The goal: To weaken Iran

Whether or not the deal is signed, it is important to now expose all the problematic details and create a wave of opposition to it in the US Congress going into the midterm elections.

This is a watershed opportunity to make opposition to the deal a bilateral issue and bring some Democrats on board so a message can be sent that business as usual with the Iranians is very dangerous. This is why the Iranians asked for an addendum outlining understandings stipulating that they are the ones who will decide if the US (and Britain) will leave the deal, and ensure that if so, Iran is compensated by receiving legitimacy to enrich uranium to 60%, as well as permission to set up thousands of advanced centrifuges.

In the mid- and long-term, Israel has to prepare for a campaign to weaken Iran in every way possible – economically, diplomatically, militarily, politically, through cyber, kinetic means, soft and legal tools, and more – and invest the appropriate resources in every aspect of this, like it has already begun to do.

Iran’s leader must realize that the era is over in which the head of the hydra stays invulnerable while it reaches out (through satellites in the Middle East and the Gulf) to attack and destabilize. This change first appeared in the defense outlook Netanyahu published in 2018, and to which Prime Minister Bennett recently returned.

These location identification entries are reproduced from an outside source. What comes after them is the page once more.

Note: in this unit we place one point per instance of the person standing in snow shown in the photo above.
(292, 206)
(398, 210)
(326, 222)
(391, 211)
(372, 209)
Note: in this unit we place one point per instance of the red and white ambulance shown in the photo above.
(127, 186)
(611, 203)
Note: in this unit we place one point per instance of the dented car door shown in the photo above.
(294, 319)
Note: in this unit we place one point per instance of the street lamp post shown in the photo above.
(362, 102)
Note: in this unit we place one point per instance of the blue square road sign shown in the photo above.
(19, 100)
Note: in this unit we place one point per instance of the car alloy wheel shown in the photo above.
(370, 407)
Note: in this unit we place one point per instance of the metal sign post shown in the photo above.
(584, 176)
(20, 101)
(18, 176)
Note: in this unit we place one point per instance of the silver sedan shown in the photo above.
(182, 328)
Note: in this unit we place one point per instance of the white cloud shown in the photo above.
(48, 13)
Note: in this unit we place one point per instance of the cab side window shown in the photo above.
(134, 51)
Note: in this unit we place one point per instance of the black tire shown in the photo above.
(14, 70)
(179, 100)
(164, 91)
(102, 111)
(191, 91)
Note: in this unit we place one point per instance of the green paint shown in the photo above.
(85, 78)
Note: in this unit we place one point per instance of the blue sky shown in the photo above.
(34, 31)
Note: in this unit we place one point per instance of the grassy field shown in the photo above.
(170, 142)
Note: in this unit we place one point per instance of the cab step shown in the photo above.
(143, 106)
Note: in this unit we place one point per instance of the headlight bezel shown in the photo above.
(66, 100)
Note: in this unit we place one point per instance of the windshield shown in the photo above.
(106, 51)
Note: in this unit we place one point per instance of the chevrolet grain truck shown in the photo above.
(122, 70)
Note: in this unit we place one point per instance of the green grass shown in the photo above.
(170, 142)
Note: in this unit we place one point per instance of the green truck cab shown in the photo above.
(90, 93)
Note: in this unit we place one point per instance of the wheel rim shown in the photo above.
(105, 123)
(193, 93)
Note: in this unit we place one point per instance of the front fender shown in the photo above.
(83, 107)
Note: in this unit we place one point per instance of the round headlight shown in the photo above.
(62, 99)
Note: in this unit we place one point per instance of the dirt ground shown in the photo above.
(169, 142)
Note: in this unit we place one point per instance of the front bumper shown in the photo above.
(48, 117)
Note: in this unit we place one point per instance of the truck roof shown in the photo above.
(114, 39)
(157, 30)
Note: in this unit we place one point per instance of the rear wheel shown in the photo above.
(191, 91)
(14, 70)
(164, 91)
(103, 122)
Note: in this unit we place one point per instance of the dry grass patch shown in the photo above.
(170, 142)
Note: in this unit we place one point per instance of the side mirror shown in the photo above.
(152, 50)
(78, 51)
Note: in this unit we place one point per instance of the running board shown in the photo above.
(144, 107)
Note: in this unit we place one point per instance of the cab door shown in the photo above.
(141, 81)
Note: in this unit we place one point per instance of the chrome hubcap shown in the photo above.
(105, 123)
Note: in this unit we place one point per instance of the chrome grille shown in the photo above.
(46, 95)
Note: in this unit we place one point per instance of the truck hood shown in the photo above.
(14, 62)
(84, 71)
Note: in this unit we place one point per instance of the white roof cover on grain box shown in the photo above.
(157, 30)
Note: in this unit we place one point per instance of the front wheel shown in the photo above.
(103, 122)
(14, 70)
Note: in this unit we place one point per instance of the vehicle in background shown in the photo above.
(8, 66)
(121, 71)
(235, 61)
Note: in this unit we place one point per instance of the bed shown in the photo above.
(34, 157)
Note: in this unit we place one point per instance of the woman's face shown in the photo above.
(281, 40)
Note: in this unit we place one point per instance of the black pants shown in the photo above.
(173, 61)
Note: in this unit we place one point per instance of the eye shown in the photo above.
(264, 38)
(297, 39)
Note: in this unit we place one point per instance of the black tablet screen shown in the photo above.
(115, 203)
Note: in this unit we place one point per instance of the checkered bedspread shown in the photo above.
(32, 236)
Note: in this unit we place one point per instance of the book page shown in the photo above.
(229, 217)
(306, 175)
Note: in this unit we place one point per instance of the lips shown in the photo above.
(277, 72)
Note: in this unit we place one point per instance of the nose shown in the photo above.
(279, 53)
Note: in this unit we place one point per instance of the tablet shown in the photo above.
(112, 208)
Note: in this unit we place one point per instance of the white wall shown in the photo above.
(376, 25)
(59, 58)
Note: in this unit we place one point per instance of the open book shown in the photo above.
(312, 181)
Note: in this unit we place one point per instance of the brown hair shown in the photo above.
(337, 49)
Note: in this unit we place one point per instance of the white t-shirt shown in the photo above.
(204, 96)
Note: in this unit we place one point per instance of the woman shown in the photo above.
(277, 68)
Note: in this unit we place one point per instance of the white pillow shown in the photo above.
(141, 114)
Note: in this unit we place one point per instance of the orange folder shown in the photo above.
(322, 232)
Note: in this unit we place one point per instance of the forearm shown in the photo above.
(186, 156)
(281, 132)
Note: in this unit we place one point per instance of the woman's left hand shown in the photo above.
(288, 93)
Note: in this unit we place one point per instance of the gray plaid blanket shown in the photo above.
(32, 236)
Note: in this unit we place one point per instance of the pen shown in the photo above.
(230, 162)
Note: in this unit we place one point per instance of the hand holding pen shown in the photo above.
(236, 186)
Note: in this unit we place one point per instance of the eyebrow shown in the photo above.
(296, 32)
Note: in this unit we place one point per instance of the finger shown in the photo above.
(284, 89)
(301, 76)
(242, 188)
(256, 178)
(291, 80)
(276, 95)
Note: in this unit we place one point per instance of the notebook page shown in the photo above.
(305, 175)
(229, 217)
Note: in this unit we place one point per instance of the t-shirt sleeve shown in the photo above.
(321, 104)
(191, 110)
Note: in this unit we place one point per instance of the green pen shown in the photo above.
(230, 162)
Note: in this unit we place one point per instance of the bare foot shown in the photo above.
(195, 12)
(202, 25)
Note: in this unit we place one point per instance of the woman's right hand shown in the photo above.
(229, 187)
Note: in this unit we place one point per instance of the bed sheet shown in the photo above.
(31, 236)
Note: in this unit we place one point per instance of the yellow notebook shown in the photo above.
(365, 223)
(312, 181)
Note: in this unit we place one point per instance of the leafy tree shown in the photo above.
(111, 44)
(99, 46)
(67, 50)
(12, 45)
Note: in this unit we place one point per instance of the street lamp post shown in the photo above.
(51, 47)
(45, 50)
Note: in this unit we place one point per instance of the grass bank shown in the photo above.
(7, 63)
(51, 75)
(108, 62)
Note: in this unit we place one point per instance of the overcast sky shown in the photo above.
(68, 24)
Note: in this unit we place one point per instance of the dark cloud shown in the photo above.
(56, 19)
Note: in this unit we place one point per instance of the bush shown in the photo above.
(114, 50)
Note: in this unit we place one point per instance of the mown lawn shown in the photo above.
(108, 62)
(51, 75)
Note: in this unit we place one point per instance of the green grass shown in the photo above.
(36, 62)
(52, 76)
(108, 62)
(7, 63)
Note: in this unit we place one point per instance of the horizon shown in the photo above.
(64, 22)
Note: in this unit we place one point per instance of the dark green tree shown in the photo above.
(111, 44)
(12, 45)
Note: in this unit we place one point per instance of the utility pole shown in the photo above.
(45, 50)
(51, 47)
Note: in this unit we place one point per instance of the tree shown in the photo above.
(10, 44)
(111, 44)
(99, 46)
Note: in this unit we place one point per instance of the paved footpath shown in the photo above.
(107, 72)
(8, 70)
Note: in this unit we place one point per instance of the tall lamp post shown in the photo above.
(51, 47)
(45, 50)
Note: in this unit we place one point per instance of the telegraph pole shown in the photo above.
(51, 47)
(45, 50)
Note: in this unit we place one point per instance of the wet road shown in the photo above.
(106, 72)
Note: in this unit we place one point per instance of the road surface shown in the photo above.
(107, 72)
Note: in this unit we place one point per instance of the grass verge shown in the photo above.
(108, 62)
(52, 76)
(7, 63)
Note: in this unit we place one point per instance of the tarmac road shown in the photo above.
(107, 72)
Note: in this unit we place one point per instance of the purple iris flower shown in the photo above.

Responsibility for the campaign to weaken Iran should be assigned to the Mossad, the IDF, and the Shin Bet security agency, in conjunction with the Foreign Ministry and the political leadership, through the National Security Council. It is crucial to build a mechanism that can carry messages to the international audience, especially in the US, that underscore the direct and expected nuclear threat to every US city after Iran finishes testing its intercontinental ballistic missiles. If the deal isn’t signed, this could be done in partnership with the American administration.

Rather than exerting maximum financial pressure combined with a credible military threat, the US was ready to sign a dangerous, disgraceful “contract of capitulation” in Vienna. The halt to the talks has created an unplanned opportunity for the US and Israel to build a joint plan that will force Iran to move quickly toward a “longer, stronger deal,” one that would truly block its path to a nuclear weapon.

Brig. Gen. (Res.) Professor Jacob Nagel is a former national security adviser to the prime minister and a senior fellow at the Foundation for Defense of Democracies. Meir Ben-Shabbat, a visiting senior research fellow at the Institute for National Security Studies, served as Israel’s national security adviser and head of the National Security Council between 2017 and 2021.